Dawn in the Jura Mountains, Switzerland.
Again, as the landscape features recede into space away from us, the level of contrast drops, everything becomes bluer and less saturated.
Great lighting, linear and atmospheric perspective won’t be much help when you try to create the impression of depth, unless they’re skillfully used in a thoughtful composition. I would also put the choice of vantage point and focal length under this banner. Although they’re not strictly speaking part of composition, they will determine your options to an important degree.
Morning Lake Ercina in Picos de Europa, Spain.
Sharply defined, rough contours of the foreground boulders play against the softness of the rippled water surface. At the same time the tonal contrast between those two elements creates further separation.
JUXTAPOSITION, SEPARATION, DEFINITION...
Arranging the objects and features in your frame in a way that creates separation between them, especially those at different distances from the camera, can greatly help the illusion along. Otherwise, if separate elements of the composition blend into each other, it’s be very difficult to capture any impression of depth.
Norwich Cathedral at midday.
Angular man-made structures and objects set against the softness of sky on long exposure (15 seconds – the clouds were moving fast). The colours of the walls are warm, the sky provides a cool background.

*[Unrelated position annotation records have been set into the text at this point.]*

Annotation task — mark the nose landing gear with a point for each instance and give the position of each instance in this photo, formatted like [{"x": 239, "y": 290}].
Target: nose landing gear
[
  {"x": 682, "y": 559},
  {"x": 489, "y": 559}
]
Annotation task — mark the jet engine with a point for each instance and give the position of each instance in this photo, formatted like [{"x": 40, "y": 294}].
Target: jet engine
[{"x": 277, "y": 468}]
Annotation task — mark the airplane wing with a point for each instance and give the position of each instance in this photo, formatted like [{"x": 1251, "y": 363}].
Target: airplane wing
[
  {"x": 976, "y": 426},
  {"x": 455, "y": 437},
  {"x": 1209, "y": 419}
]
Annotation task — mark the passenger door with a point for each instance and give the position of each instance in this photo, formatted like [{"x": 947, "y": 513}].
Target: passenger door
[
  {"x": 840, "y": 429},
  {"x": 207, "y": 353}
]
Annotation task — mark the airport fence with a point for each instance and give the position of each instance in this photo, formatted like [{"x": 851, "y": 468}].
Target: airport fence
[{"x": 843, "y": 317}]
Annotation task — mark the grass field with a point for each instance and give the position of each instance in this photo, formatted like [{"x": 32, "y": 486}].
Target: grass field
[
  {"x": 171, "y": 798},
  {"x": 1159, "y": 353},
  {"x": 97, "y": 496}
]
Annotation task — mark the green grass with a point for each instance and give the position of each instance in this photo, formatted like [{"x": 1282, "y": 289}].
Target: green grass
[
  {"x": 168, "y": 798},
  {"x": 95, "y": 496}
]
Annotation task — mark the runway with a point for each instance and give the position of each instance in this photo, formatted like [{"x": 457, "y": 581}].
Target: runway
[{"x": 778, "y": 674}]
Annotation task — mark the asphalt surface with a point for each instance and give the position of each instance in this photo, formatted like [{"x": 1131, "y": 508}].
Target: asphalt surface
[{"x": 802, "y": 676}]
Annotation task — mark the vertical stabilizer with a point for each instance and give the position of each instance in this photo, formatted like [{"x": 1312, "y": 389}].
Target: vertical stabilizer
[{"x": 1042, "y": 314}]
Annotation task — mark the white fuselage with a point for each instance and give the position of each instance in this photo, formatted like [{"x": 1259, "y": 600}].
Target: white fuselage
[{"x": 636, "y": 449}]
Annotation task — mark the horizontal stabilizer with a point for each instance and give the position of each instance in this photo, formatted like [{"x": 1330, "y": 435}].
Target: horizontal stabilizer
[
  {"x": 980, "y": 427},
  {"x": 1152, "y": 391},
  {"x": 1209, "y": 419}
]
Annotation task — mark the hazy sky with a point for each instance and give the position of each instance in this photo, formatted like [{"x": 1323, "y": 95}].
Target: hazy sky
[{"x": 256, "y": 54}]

On a micro level – I was careful to place the white white statue on the left against the shaded faced of the church for better definition. (It would be much weaker with the clouds or even the sunlit side of the church as background.)
Juxtaposition of different qualities is one way we can achieve this separation. The most obvious example is tonal contrast: placing dark objects against bright surfaces and vice versa. But it’s only one of many possibilities. Others include: contrasting cool colours against warm, setting organic flowing curves against angular man-made structures. Juxtaposing strong vertical shapes against the backdrop of horizontal lines; hard edgy contours against softness etc. Placing an immovable object against a moving background can be very effective too. Particularly if you experiment with shutter speeds, or simply go for a “proper” long exposure.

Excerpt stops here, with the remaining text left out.